Similar principles of government decision making have recently led the government to reject the use of the Alzheimer’s drug donanemab and the breast cancer drug trastuzumab deruxtecan, as while these these are of of some effectiveness, they would take away resources more effectively used elsewhere thus leading to net harms.
After Dr Grove discovered the government had not carried out an impact assessment in November 2020 he used a range of academic publications and official data collected over the course of the pandemic, at home and abroad, to construct his own, which he sent to various officials, including to MPs.
Dr Grove based his assessment on the paper by Professor Neil Ferguson and his team at Imperial College which he says “seems to have been the main inspiration of ’lockdown policies.”
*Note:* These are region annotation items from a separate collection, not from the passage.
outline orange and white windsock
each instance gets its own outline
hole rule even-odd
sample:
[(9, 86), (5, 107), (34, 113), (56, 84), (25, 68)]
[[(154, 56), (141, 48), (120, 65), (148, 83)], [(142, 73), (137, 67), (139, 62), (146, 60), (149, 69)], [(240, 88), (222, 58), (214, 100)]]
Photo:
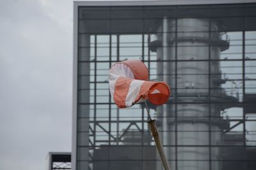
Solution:
[(109, 83), (111, 95), (120, 108), (147, 99), (154, 104), (163, 104), (170, 94), (165, 82), (148, 81), (148, 69), (138, 60), (115, 64), (109, 69)]

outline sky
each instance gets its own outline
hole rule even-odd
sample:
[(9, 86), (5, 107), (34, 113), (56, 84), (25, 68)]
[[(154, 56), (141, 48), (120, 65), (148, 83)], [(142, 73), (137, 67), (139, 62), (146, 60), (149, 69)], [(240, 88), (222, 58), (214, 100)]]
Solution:
[(71, 152), (72, 0), (0, 0), (0, 170)]
[(0, 170), (71, 151), (73, 2), (0, 0)]

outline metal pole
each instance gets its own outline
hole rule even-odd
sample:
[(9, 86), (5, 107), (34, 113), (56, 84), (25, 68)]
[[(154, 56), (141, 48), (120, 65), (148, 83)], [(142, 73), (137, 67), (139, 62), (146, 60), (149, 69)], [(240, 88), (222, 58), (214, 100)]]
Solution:
[(153, 136), (154, 140), (155, 141), (156, 146), (156, 148), (157, 148), (158, 153), (160, 155), (160, 157), (161, 157), (161, 160), (162, 160), (163, 166), (164, 167), (164, 170), (171, 170), (171, 168), (170, 167), (170, 166), (169, 166), (169, 163), (167, 160), (166, 156), (165, 155), (162, 143), (160, 140), (159, 134), (158, 131), (157, 131), (157, 127), (156, 126), (156, 120), (152, 120), (151, 118), (150, 115), (149, 115), (148, 108), (147, 105), (146, 101), (145, 101), (145, 104), (147, 111), (148, 112), (148, 117), (150, 118), (150, 120), (148, 122), (148, 124), (150, 128), (152, 136)]

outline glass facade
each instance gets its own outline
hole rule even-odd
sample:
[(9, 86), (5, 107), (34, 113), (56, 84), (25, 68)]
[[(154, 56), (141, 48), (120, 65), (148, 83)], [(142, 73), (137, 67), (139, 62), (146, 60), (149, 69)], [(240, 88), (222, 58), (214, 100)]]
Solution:
[(76, 169), (163, 169), (137, 104), (118, 109), (108, 70), (138, 59), (165, 81), (148, 104), (173, 170), (256, 167), (256, 4), (78, 8)]

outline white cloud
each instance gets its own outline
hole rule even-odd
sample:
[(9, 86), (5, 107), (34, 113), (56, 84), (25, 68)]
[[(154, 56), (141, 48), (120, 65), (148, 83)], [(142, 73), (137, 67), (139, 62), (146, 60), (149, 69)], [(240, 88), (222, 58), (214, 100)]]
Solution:
[(42, 2), (0, 2), (0, 169), (71, 150), (73, 3)]

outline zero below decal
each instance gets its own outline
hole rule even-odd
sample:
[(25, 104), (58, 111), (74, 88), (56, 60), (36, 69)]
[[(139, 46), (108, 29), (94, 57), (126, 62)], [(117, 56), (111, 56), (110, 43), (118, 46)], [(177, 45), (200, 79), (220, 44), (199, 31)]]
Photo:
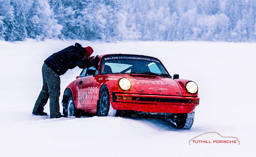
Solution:
[[(77, 93), (78, 95), (77, 97), (79, 99), (80, 99), (80, 101), (82, 102), (85, 99), (92, 99), (93, 98), (93, 94), (94, 93), (97, 94), (97, 92), (98, 89), (97, 87), (89, 87), (87, 92), (78, 92)], [(90, 95), (88, 94), (92, 94)], [(97, 96), (96, 95), (94, 98), (97, 98)]]

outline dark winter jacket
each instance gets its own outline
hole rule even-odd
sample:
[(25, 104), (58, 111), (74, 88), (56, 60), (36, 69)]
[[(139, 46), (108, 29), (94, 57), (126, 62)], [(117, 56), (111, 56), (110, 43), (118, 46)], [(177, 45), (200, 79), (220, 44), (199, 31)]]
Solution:
[(92, 60), (90, 59), (83, 60), (86, 52), (86, 49), (81, 45), (76, 43), (75, 46), (70, 46), (53, 53), (44, 62), (57, 74), (62, 75), (69, 69), (72, 69), (77, 66), (84, 69), (99, 63), (99, 59), (98, 58)]

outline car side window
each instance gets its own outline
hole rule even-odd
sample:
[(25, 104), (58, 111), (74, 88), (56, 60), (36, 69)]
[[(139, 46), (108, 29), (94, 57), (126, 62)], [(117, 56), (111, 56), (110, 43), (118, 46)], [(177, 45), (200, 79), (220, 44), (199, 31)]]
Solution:
[[(92, 70), (96, 70), (96, 71), (95, 72), (95, 75), (98, 75), (98, 69), (97, 69), (96, 70), (96, 68), (95, 68), (95, 67), (90, 67), (89, 68), (88, 68), (88, 69), (92, 69)], [(88, 74), (86, 74), (86, 76), (92, 76), (92, 75), (88, 75)]]
[(81, 77), (85, 76), (86, 71), (87, 71), (87, 68), (84, 69), (83, 70), (82, 70), (82, 72), (81, 72), (81, 73), (80, 74), (80, 75), (79, 75), (79, 77)]

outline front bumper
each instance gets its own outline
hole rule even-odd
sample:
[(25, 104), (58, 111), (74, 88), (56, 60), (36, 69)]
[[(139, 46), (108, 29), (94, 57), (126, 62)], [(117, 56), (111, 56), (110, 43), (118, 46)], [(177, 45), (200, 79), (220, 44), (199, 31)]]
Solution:
[(154, 113), (191, 113), (199, 105), (197, 97), (113, 92), (111, 105), (117, 110)]

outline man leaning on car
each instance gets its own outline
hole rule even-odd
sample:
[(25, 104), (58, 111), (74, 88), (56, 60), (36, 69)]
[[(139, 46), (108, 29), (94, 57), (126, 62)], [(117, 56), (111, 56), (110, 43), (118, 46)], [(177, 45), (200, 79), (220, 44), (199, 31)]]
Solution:
[(53, 53), (44, 61), (42, 68), (43, 88), (36, 102), (33, 114), (47, 115), (43, 112), (44, 107), (50, 98), (50, 118), (63, 117), (60, 112), (60, 76), (77, 66), (84, 69), (98, 64), (100, 57), (97, 56), (92, 60), (94, 56), (90, 57), (93, 52), (90, 46), (84, 48), (76, 43), (75, 46), (70, 46)]

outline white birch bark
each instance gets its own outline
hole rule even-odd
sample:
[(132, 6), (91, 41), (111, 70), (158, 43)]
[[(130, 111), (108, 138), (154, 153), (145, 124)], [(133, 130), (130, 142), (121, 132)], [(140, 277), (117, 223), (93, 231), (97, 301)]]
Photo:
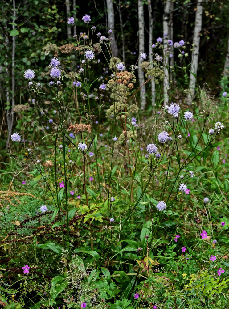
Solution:
[[(109, 30), (111, 29), (112, 31), (114, 30), (114, 5), (112, 0), (106, 0), (107, 10), (107, 18), (108, 25)], [(117, 57), (118, 56), (118, 47), (115, 37), (114, 33), (109, 34), (109, 37), (112, 38), (111, 41), (111, 48), (113, 57)]]
[[(189, 91), (187, 103), (190, 105), (195, 94), (198, 61), (199, 59), (199, 49), (200, 44), (199, 33), (202, 27), (202, 15), (203, 13), (203, 0), (198, 0), (196, 12), (193, 39), (192, 42), (193, 50), (192, 52), (192, 60), (189, 79)], [(193, 74), (195, 74), (194, 75)]]
[(166, 0), (164, 2), (164, 14), (163, 14), (163, 33), (164, 34), (163, 45), (164, 49), (164, 72), (165, 78), (164, 80), (164, 104), (167, 105), (169, 102), (168, 92), (169, 90), (169, 61), (168, 53), (167, 51), (167, 42), (170, 33), (169, 26), (169, 13), (170, 7), (170, 0)]
[[(145, 52), (144, 44), (144, 12), (143, 9), (143, 4), (141, 0), (138, 0), (137, 6), (138, 8), (138, 51), (139, 55), (141, 53)], [(140, 65), (142, 62), (140, 58), (138, 60), (138, 80), (139, 85), (141, 86), (145, 83), (144, 72), (141, 69)], [(141, 99), (141, 107), (145, 108), (145, 85), (142, 86), (140, 88), (140, 96)]]
[[(153, 44), (153, 16), (152, 16), (152, 7), (151, 6), (150, 0), (148, 0), (148, 11), (149, 12), (149, 57), (150, 62), (153, 64), (153, 55), (151, 53), (152, 51), (152, 48), (151, 46)], [(153, 79), (151, 79), (151, 92), (152, 96), (151, 103), (152, 106), (153, 106), (155, 105), (155, 83)]]
[(229, 71), (229, 37), (227, 41), (227, 55), (223, 70), (223, 75), (224, 76), (226, 76), (228, 75), (228, 71)]
[[(70, 3), (69, 0), (65, 0), (65, 4), (66, 4), (66, 12), (67, 13), (67, 16), (68, 17), (70, 17)], [(72, 37), (72, 32), (71, 28), (69, 25), (67, 24), (67, 38), (71, 39)]]

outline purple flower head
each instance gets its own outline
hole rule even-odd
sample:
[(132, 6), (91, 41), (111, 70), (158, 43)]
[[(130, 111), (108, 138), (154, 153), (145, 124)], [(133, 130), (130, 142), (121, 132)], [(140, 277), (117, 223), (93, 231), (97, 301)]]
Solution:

The paper compared the UK existing mitigation policy – including for example, advising those ill and their family members to stay at home, possible social distancing of the vulnerable and short targeted closure of places of education at the epidemic peak – with a ‘suppression’ or lockdown policy.
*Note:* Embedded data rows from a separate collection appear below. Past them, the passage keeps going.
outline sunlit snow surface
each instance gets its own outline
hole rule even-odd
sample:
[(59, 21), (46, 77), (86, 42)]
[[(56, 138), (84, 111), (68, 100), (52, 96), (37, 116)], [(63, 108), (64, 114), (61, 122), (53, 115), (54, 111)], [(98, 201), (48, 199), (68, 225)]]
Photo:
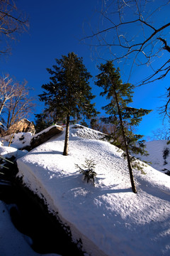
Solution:
[[(122, 152), (101, 135), (72, 127), (68, 156), (62, 155), (63, 133), (18, 159), (18, 176), (59, 213), (91, 256), (169, 255), (170, 177), (149, 166), (145, 175), (135, 170), (133, 193)], [(95, 186), (75, 168), (91, 158)]]

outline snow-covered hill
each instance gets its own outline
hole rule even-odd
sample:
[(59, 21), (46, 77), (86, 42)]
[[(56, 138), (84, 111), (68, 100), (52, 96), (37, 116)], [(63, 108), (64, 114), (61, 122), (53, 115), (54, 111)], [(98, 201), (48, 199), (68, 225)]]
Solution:
[[(140, 156), (142, 161), (151, 162), (150, 165), (163, 173), (170, 171), (170, 144), (167, 140), (154, 140), (146, 142), (146, 149), (148, 156)], [(164, 152), (166, 151), (167, 156)]]
[[(100, 137), (72, 127), (68, 156), (62, 155), (63, 133), (18, 159), (18, 176), (45, 198), (49, 210), (59, 213), (88, 255), (169, 255), (170, 177), (150, 166), (144, 167), (145, 175), (135, 170), (138, 193), (133, 193), (121, 152)], [(96, 163), (95, 186), (75, 168), (91, 158)]]

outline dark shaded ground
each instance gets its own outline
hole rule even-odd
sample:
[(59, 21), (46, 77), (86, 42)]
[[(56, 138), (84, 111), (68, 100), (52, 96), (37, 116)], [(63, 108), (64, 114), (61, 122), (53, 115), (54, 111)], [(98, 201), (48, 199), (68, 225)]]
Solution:
[(31, 246), (37, 252), (83, 256), (81, 241), (72, 242), (69, 228), (50, 214), (42, 200), (15, 178), (17, 167), (12, 167), (13, 171), (5, 170), (6, 174), (0, 174), (0, 200), (13, 204), (10, 214), (15, 227), (32, 238)]

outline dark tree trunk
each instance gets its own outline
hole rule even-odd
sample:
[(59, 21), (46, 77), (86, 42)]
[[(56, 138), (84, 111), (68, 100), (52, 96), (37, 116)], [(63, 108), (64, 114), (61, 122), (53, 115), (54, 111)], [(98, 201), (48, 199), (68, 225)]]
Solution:
[(65, 141), (64, 141), (64, 147), (63, 155), (67, 156), (69, 151), (69, 114), (67, 116), (66, 122), (66, 132), (65, 132)]
[(134, 181), (131, 163), (130, 163), (130, 154), (129, 154), (128, 145), (128, 143), (127, 143), (126, 136), (125, 136), (125, 130), (124, 130), (124, 126), (123, 126), (123, 119), (122, 119), (122, 114), (121, 114), (121, 111), (120, 111), (120, 106), (119, 106), (116, 92), (115, 90), (115, 88), (114, 88), (113, 85), (113, 87), (115, 97), (115, 100), (116, 100), (116, 105), (117, 105), (117, 107), (118, 107), (120, 124), (123, 138), (125, 148), (125, 153), (126, 153), (128, 169), (129, 169), (129, 173), (130, 173), (130, 182), (131, 182), (131, 185), (132, 185), (132, 191), (134, 193), (137, 193), (137, 189), (136, 189), (136, 186), (135, 186), (135, 181)]

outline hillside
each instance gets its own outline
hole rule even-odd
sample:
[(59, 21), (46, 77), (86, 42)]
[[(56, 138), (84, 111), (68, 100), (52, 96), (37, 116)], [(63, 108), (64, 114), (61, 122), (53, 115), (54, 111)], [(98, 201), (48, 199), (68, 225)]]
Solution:
[[(59, 213), (89, 255), (169, 255), (170, 177), (149, 166), (145, 175), (135, 170), (138, 193), (133, 193), (121, 152), (100, 136), (72, 127), (67, 156), (64, 132), (18, 159), (18, 176), (50, 212)], [(95, 186), (75, 168), (91, 158), (96, 163)]]
[[(148, 156), (142, 156), (142, 161), (151, 162), (153, 168), (163, 173), (170, 171), (170, 145), (167, 140), (154, 140), (146, 142), (146, 149)], [(167, 150), (167, 156), (164, 158), (164, 151)]]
The Imperial Paper looked solely at the direct health impacts of lockdown and made no attempt to quantify the costs of these policies except to note the costs of a suppression (lockdown) policy would be ‘profound’. Dr Grove then estimated and added in the costs.
He discovered that even using a worst case scenario for the deadliness of Covid and a best case scenario for the effectiveness of lockdown, the lockdown harms still outweighed its benefits. This was due to the “clearly disastrous” costs to society of lockdown compared to the original ‘mitigation’ strategy which was, in fact, followed by Sweden.
Dr Grove said:
“It is true that at the start of the pandemic it was probably felt we were in an emergency situation and you may reasonably expect governments not to produce impact assessments initially. “However, the pandemic response went on for months and years and had a continued major effect on the whole country. There was no rational reason not to do an impact assessment later on – assuming you wanted to know if the benefits outweighed the costs.”
“My impact assessment showed that the lockdown had a large impact on the British economy which many people, especially those who are poor, will pay for many decades. At the same time there was a massive transfer of wealth to the rich. We are now seeing effective austerity measures by the government which are, at least in part, significantly linked to the lockdown policy. My impact assessment showed that whatever range you used, the benefits of lockdown were not outweighed by the harms and the net benefits were always better following a mitigation strategy.“
“There are diseases awful enough that a suppression or lockdown policy would make sense. I have argued for their inclusion in the government’s register of risks so plans can be made to combat them. Sweden shows Covid was not one of them. My Impact Assessment shows this would have been clear from the beginning of the pandemic had the appropriate analysis been undertaken.
A Department of Health spokesperson declined to comment.